Monday, September 29, 2014

Goofy genealogies

Family pedigrees seem to be confusing things, because there are two distinct interpretations of the expression "family tree".

First, the pedigree tree could be drawn with a particular contemporary person at the root of the tree, so that the tree expands backwards in time to increasing numbers of ancestors at the leaves. In some ways this seems quite illogical as an analogy, given that base of a real tree is the origin of its growth.

Second, the pedigree tree could be drawn with a particular ancestor at the root of the tree, so that the tree expands forwards in time to increasing numbers of descendants at the leaves.

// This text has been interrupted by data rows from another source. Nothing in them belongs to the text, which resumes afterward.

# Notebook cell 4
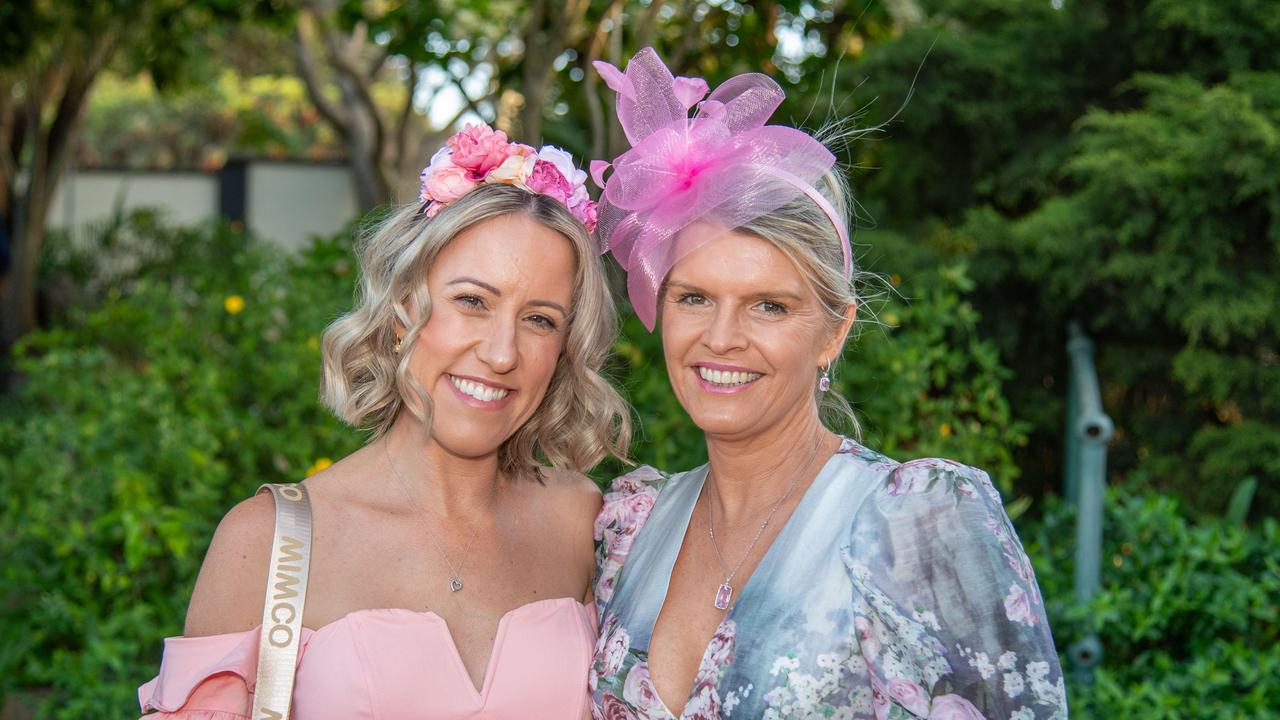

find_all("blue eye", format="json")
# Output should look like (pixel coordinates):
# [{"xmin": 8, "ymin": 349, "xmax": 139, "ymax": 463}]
[
  {"xmin": 527, "ymin": 314, "xmax": 559, "ymax": 331},
  {"xmin": 454, "ymin": 294, "xmax": 485, "ymax": 309}
]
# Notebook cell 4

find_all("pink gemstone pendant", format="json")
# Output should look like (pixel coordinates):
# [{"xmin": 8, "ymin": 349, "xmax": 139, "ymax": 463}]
[{"xmin": 714, "ymin": 583, "xmax": 733, "ymax": 610}]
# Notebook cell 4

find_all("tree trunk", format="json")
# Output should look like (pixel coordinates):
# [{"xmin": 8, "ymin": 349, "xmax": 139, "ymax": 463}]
[
  {"xmin": 294, "ymin": 11, "xmax": 393, "ymax": 211},
  {"xmin": 0, "ymin": 35, "xmax": 112, "ymax": 362},
  {"xmin": 519, "ymin": 0, "xmax": 591, "ymax": 145},
  {"xmin": 1, "ymin": 200, "xmax": 41, "ymax": 355}
]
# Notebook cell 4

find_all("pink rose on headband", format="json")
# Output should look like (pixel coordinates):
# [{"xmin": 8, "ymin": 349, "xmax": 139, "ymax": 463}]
[
  {"xmin": 449, "ymin": 123, "xmax": 511, "ymax": 175},
  {"xmin": 577, "ymin": 198, "xmax": 598, "ymax": 229},
  {"xmin": 426, "ymin": 165, "xmax": 478, "ymax": 204},
  {"xmin": 526, "ymin": 159, "xmax": 574, "ymax": 203}
]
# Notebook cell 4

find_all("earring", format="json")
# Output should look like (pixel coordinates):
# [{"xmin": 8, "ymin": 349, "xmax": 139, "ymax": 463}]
[
  {"xmin": 818, "ymin": 363, "xmax": 832, "ymax": 393},
  {"xmin": 394, "ymin": 336, "xmax": 403, "ymax": 353}
]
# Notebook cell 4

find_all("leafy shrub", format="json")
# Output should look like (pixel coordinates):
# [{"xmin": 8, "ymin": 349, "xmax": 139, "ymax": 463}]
[
  {"xmin": 1023, "ymin": 489, "xmax": 1280, "ymax": 718},
  {"xmin": 960, "ymin": 71, "xmax": 1280, "ymax": 518},
  {"xmin": 0, "ymin": 216, "xmax": 364, "ymax": 718}
]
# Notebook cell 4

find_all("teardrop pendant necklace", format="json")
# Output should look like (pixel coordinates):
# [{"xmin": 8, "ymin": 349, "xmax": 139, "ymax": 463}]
[
  {"xmin": 704, "ymin": 436, "xmax": 825, "ymax": 611},
  {"xmin": 384, "ymin": 438, "xmax": 486, "ymax": 593}
]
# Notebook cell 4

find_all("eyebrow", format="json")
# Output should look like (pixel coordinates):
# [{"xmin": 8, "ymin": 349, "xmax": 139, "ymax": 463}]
[
  {"xmin": 666, "ymin": 280, "xmax": 806, "ymax": 303},
  {"xmin": 448, "ymin": 277, "xmax": 569, "ymax": 317}
]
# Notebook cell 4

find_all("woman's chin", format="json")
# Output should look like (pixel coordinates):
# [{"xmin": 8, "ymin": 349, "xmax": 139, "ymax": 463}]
[
  {"xmin": 428, "ymin": 429, "xmax": 509, "ymax": 461},
  {"xmin": 687, "ymin": 412, "xmax": 764, "ymax": 439}
]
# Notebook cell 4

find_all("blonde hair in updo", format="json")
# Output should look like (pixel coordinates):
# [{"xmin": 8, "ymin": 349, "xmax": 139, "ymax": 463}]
[
  {"xmin": 734, "ymin": 164, "xmax": 870, "ymax": 439},
  {"xmin": 321, "ymin": 182, "xmax": 631, "ymax": 475}
]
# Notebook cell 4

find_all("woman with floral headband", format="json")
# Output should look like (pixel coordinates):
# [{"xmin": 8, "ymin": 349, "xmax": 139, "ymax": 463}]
[
  {"xmin": 589, "ymin": 48, "xmax": 1066, "ymax": 720},
  {"xmin": 138, "ymin": 125, "xmax": 625, "ymax": 719}
]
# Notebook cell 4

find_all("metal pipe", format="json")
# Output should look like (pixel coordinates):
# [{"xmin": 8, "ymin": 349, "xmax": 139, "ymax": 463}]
[{"xmin": 1065, "ymin": 321, "xmax": 1114, "ymax": 680}]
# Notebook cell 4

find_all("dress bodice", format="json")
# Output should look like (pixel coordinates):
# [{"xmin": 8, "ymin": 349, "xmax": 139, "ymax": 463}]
[
  {"xmin": 590, "ymin": 439, "xmax": 1068, "ymax": 719},
  {"xmin": 139, "ymin": 598, "xmax": 595, "ymax": 719}
]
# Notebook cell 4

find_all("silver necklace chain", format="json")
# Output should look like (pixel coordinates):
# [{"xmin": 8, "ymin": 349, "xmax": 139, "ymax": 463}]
[
  {"xmin": 384, "ymin": 438, "xmax": 485, "ymax": 593},
  {"xmin": 705, "ymin": 436, "xmax": 825, "ymax": 610}
]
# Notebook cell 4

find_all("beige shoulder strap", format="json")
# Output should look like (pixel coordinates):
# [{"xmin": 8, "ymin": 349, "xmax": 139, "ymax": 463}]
[{"xmin": 251, "ymin": 483, "xmax": 314, "ymax": 720}]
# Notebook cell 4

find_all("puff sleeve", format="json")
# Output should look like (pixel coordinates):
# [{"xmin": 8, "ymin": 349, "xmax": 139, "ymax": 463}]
[
  {"xmin": 592, "ymin": 465, "xmax": 667, "ymax": 617},
  {"xmin": 844, "ymin": 458, "xmax": 1068, "ymax": 720},
  {"xmin": 138, "ymin": 627, "xmax": 312, "ymax": 719}
]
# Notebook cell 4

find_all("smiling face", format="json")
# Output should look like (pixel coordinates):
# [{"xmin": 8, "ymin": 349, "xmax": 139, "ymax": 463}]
[
  {"xmin": 660, "ymin": 227, "xmax": 851, "ymax": 442},
  {"xmin": 406, "ymin": 212, "xmax": 576, "ymax": 460}
]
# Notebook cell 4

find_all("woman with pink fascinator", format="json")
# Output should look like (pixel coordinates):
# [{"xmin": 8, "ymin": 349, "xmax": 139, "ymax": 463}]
[
  {"xmin": 138, "ymin": 126, "xmax": 626, "ymax": 719},
  {"xmin": 589, "ymin": 48, "xmax": 1066, "ymax": 719}
]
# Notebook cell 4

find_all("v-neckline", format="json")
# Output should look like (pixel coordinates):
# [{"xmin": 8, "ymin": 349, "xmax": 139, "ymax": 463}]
[
  {"xmin": 309, "ymin": 596, "xmax": 590, "ymax": 701},
  {"xmin": 642, "ymin": 440, "xmax": 849, "ymax": 718}
]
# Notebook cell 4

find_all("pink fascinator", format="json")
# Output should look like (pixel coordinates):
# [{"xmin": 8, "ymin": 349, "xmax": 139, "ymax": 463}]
[
  {"xmin": 592, "ymin": 48, "xmax": 851, "ymax": 330},
  {"xmin": 419, "ymin": 123, "xmax": 598, "ymax": 231}
]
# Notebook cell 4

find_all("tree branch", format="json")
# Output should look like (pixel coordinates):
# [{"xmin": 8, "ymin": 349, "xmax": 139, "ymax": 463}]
[
  {"xmin": 41, "ymin": 30, "xmax": 118, "ymax": 201},
  {"xmin": 394, "ymin": 61, "xmax": 421, "ymax": 175},
  {"xmin": 449, "ymin": 71, "xmax": 490, "ymax": 121},
  {"xmin": 322, "ymin": 19, "xmax": 387, "ymax": 169},
  {"xmin": 636, "ymin": 0, "xmax": 668, "ymax": 49},
  {"xmin": 585, "ymin": 0, "xmax": 626, "ymax": 160},
  {"xmin": 668, "ymin": 0, "xmax": 704, "ymax": 72},
  {"xmin": 294, "ymin": 14, "xmax": 352, "ymax": 135}
]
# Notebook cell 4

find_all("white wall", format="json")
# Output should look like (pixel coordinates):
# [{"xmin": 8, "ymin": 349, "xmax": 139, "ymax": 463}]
[
  {"xmin": 50, "ymin": 172, "xmax": 218, "ymax": 235},
  {"xmin": 246, "ymin": 162, "xmax": 359, "ymax": 251},
  {"xmin": 48, "ymin": 162, "xmax": 360, "ymax": 251}
]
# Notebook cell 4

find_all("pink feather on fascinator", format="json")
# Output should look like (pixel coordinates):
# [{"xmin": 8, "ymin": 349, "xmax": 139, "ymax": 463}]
[{"xmin": 591, "ymin": 47, "xmax": 852, "ymax": 330}]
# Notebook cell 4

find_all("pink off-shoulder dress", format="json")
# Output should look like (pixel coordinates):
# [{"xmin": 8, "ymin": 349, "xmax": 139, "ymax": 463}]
[{"xmin": 137, "ymin": 597, "xmax": 596, "ymax": 719}]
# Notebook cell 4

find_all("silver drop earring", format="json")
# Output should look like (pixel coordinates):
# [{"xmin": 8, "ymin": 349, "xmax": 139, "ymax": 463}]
[{"xmin": 819, "ymin": 363, "xmax": 832, "ymax": 393}]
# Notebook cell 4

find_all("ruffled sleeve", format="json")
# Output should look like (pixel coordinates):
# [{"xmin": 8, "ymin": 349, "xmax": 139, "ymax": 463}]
[
  {"xmin": 138, "ymin": 627, "xmax": 311, "ymax": 719},
  {"xmin": 592, "ymin": 465, "xmax": 667, "ymax": 616},
  {"xmin": 843, "ymin": 458, "xmax": 1068, "ymax": 720}
]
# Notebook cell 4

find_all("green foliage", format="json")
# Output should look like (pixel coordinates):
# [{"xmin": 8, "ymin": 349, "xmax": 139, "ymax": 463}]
[
  {"xmin": 840, "ymin": 254, "xmax": 1029, "ymax": 493},
  {"xmin": 962, "ymin": 72, "xmax": 1280, "ymax": 516},
  {"xmin": 0, "ymin": 215, "xmax": 364, "ymax": 718},
  {"xmin": 1023, "ymin": 490, "xmax": 1280, "ymax": 718},
  {"xmin": 850, "ymin": 0, "xmax": 1280, "ymax": 226},
  {"xmin": 843, "ymin": 0, "xmax": 1280, "ymax": 517},
  {"xmin": 79, "ymin": 72, "xmax": 344, "ymax": 169}
]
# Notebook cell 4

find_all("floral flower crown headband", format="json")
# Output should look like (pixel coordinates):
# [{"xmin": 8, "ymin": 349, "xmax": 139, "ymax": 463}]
[
  {"xmin": 419, "ymin": 123, "xmax": 598, "ymax": 231},
  {"xmin": 590, "ymin": 47, "xmax": 852, "ymax": 330}
]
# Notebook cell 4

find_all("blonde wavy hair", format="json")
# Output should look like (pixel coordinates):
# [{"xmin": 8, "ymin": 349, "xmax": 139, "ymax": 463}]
[{"xmin": 321, "ymin": 183, "xmax": 631, "ymax": 476}]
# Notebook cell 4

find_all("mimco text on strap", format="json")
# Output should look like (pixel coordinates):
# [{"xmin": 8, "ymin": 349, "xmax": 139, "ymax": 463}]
[{"xmin": 252, "ymin": 482, "xmax": 314, "ymax": 719}]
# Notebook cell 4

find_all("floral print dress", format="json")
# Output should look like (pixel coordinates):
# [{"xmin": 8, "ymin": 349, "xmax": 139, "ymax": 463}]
[{"xmin": 591, "ymin": 438, "xmax": 1067, "ymax": 720}]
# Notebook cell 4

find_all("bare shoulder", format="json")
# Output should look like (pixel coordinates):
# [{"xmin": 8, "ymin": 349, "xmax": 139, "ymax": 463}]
[
  {"xmin": 183, "ymin": 492, "xmax": 276, "ymax": 637},
  {"xmin": 538, "ymin": 466, "xmax": 603, "ymax": 521}
]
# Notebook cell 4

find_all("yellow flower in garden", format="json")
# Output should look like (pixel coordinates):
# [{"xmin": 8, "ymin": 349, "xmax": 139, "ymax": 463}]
[
  {"xmin": 940, "ymin": 422, "xmax": 953, "ymax": 437},
  {"xmin": 306, "ymin": 457, "xmax": 333, "ymax": 477},
  {"xmin": 224, "ymin": 295, "xmax": 246, "ymax": 315}
]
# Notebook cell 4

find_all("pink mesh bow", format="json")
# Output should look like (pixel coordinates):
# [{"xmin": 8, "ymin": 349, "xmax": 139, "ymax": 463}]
[{"xmin": 592, "ymin": 47, "xmax": 851, "ymax": 330}]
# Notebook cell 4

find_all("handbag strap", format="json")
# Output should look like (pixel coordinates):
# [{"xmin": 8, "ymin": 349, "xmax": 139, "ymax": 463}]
[{"xmin": 250, "ymin": 483, "xmax": 314, "ymax": 720}]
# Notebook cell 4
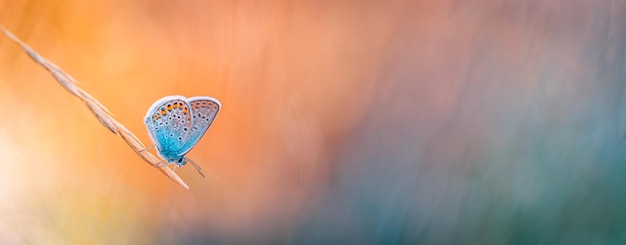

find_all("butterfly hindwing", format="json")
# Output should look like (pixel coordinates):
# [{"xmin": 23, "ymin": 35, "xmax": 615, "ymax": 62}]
[{"xmin": 179, "ymin": 96, "xmax": 221, "ymax": 154}]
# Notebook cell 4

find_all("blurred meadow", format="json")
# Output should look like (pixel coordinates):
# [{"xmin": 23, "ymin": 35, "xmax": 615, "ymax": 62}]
[{"xmin": 1, "ymin": 0, "xmax": 626, "ymax": 244}]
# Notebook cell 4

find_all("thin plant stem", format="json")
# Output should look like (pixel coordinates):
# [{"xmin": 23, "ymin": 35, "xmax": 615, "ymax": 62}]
[{"xmin": 0, "ymin": 25, "xmax": 190, "ymax": 190}]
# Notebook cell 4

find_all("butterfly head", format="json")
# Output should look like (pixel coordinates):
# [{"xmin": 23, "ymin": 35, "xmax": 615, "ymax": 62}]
[{"xmin": 174, "ymin": 157, "xmax": 187, "ymax": 166}]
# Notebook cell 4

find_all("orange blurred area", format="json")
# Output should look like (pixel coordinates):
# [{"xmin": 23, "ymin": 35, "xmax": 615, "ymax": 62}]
[
  {"xmin": 3, "ymin": 0, "xmax": 626, "ymax": 244},
  {"xmin": 0, "ymin": 0, "xmax": 391, "ymax": 243}
]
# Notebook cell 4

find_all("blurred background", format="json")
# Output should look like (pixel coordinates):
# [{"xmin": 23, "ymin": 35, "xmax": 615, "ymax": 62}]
[{"xmin": 1, "ymin": 0, "xmax": 626, "ymax": 244}]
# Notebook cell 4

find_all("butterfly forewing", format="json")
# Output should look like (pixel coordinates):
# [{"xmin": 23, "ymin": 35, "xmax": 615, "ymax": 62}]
[
  {"xmin": 144, "ymin": 96, "xmax": 193, "ymax": 158},
  {"xmin": 180, "ymin": 96, "xmax": 221, "ymax": 154}
]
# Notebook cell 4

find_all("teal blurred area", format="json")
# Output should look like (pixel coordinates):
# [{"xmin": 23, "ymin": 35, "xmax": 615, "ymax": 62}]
[{"xmin": 2, "ymin": 0, "xmax": 626, "ymax": 244}]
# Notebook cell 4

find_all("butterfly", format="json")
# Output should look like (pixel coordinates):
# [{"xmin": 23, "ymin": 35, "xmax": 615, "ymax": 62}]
[{"xmin": 144, "ymin": 95, "xmax": 221, "ymax": 177}]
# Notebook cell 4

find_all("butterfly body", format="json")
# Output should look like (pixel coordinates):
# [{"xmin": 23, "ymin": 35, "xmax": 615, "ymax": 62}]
[{"xmin": 144, "ymin": 95, "xmax": 220, "ymax": 169}]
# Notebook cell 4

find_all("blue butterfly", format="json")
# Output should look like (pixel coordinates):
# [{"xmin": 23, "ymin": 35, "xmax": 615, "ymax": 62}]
[{"xmin": 144, "ymin": 95, "xmax": 221, "ymax": 177}]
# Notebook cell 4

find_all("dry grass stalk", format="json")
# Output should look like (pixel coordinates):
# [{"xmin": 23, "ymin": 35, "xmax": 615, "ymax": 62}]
[{"xmin": 0, "ymin": 25, "xmax": 190, "ymax": 189}]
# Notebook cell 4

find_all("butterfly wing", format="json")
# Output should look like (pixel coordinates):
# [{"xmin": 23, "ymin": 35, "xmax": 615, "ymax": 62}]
[
  {"xmin": 144, "ymin": 95, "xmax": 193, "ymax": 160},
  {"xmin": 179, "ymin": 96, "xmax": 221, "ymax": 155}
]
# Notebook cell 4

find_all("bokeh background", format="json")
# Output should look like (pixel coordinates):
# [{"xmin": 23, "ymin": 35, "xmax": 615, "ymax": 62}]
[{"xmin": 1, "ymin": 0, "xmax": 626, "ymax": 244}]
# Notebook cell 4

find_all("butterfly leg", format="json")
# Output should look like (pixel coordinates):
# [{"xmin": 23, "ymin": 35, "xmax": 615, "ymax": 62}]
[
  {"xmin": 155, "ymin": 158, "xmax": 170, "ymax": 168},
  {"xmin": 139, "ymin": 145, "xmax": 156, "ymax": 153}
]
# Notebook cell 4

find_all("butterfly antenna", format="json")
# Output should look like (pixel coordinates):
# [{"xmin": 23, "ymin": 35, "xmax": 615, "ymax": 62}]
[{"xmin": 186, "ymin": 158, "xmax": 205, "ymax": 178}]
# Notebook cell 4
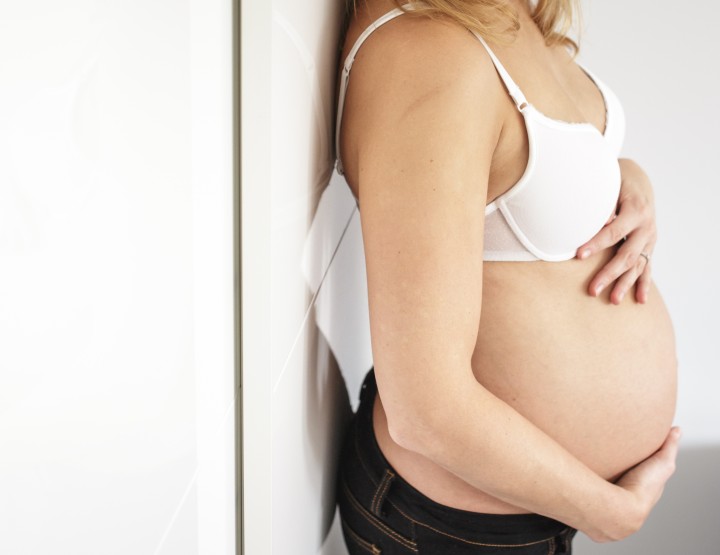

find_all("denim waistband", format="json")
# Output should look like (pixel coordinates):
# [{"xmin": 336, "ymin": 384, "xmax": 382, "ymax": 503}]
[{"xmin": 352, "ymin": 366, "xmax": 572, "ymax": 545}]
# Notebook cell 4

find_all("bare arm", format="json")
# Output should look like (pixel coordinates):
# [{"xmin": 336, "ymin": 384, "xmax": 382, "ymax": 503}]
[{"xmin": 349, "ymin": 17, "xmax": 678, "ymax": 543}]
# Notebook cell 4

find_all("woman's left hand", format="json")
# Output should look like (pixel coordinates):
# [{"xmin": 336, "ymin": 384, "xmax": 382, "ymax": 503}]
[{"xmin": 576, "ymin": 158, "xmax": 656, "ymax": 305}]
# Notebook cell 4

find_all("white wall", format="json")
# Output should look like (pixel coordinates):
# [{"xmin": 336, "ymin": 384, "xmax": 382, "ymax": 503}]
[
  {"xmin": 260, "ymin": 0, "xmax": 720, "ymax": 554},
  {"xmin": 0, "ymin": 2, "xmax": 237, "ymax": 554},
  {"xmin": 241, "ymin": 0, "xmax": 356, "ymax": 553}
]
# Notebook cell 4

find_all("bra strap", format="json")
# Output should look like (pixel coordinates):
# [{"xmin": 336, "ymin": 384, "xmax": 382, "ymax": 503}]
[
  {"xmin": 468, "ymin": 30, "xmax": 528, "ymax": 111},
  {"xmin": 335, "ymin": 2, "xmax": 424, "ymax": 175},
  {"xmin": 335, "ymin": 3, "xmax": 530, "ymax": 175}
]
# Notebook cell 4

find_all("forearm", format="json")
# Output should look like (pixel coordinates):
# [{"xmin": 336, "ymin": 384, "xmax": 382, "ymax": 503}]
[{"xmin": 393, "ymin": 374, "xmax": 638, "ymax": 540}]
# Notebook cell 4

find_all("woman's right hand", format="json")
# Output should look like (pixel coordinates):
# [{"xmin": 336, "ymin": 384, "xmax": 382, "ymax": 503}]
[{"xmin": 587, "ymin": 426, "xmax": 681, "ymax": 543}]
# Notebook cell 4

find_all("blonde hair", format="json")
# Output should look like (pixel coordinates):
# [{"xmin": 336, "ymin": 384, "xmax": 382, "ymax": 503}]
[{"xmin": 351, "ymin": 0, "xmax": 581, "ymax": 54}]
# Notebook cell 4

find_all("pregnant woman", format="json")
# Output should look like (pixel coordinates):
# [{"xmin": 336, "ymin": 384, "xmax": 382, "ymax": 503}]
[{"xmin": 334, "ymin": 0, "xmax": 679, "ymax": 553}]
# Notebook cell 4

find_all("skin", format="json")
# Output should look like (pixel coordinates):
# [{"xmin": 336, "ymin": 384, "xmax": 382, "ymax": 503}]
[
  {"xmin": 338, "ymin": 0, "xmax": 679, "ymax": 543},
  {"xmin": 578, "ymin": 158, "xmax": 657, "ymax": 304}
]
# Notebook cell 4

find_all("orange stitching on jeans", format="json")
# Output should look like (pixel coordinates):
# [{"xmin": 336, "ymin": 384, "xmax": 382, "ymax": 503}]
[
  {"xmin": 384, "ymin": 498, "xmax": 557, "ymax": 548},
  {"xmin": 547, "ymin": 536, "xmax": 556, "ymax": 555},
  {"xmin": 349, "ymin": 424, "xmax": 414, "ymax": 529},
  {"xmin": 341, "ymin": 516, "xmax": 383, "ymax": 554},
  {"xmin": 342, "ymin": 479, "xmax": 418, "ymax": 552},
  {"xmin": 371, "ymin": 470, "xmax": 395, "ymax": 515},
  {"xmin": 341, "ymin": 477, "xmax": 418, "ymax": 552},
  {"xmin": 370, "ymin": 471, "xmax": 386, "ymax": 515},
  {"xmin": 378, "ymin": 470, "xmax": 395, "ymax": 511}
]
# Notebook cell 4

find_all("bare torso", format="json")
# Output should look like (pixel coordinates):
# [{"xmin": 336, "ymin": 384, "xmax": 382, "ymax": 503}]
[{"xmin": 339, "ymin": 0, "xmax": 678, "ymax": 513}]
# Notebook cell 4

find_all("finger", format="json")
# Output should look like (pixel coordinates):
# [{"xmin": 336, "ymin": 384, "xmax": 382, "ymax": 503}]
[
  {"xmin": 649, "ymin": 426, "xmax": 681, "ymax": 465},
  {"xmin": 577, "ymin": 209, "xmax": 640, "ymax": 259},
  {"xmin": 630, "ymin": 427, "xmax": 681, "ymax": 485},
  {"xmin": 663, "ymin": 426, "xmax": 683, "ymax": 449},
  {"xmin": 588, "ymin": 233, "xmax": 649, "ymax": 296},
  {"xmin": 608, "ymin": 260, "xmax": 644, "ymax": 304},
  {"xmin": 653, "ymin": 427, "xmax": 681, "ymax": 477},
  {"xmin": 635, "ymin": 262, "xmax": 652, "ymax": 304}
]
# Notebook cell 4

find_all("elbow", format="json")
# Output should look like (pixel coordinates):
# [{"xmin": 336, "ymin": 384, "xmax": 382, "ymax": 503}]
[
  {"xmin": 382, "ymin": 373, "xmax": 476, "ymax": 458},
  {"xmin": 385, "ymin": 409, "xmax": 442, "ymax": 457},
  {"xmin": 386, "ymin": 419, "xmax": 418, "ymax": 452}
]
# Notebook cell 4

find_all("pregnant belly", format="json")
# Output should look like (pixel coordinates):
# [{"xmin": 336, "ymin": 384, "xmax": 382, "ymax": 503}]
[{"xmin": 372, "ymin": 250, "xmax": 678, "ymax": 514}]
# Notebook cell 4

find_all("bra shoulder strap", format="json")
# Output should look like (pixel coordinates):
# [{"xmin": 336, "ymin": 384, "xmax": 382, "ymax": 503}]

This is more logical, although we often draw the root at the top. (The following example is actually a network, rather than strictly a tree; see also Pedigrees and phylogenies are networks not trees.)

Pedigrees are generally somewhat different from phylogenies, but in phylogenetics we do choose the latter option for interpreting trees — we start with a collection of contemporary leaves and try to reconstruct the tree backwards towards the common ancestor. Thus the root is at the "base" of the tree, even when we draw the root at the top of the diagram.

In popular usage these distinctions are often blurred. Consider this "family tree" of the Disney character Goofy. It is taken from Gilles R. Maurice's Calisota web page, where the character names are listed clearly.

This is based on the first usage described above, since Goofy himself is at the base and his ancestors are at the leaves. This is actually closer to a lineage rather than a tree, especially as no females seem to be involved at any stage.

However, roughly the same information can be presented the other way around. This cartoon is taken from a different Calisota page.

Here, Goofy is now at the top of the tree and his ancestry proceeds downwards, with the oldest ancestor at the base (except for his son!). This really is confusing.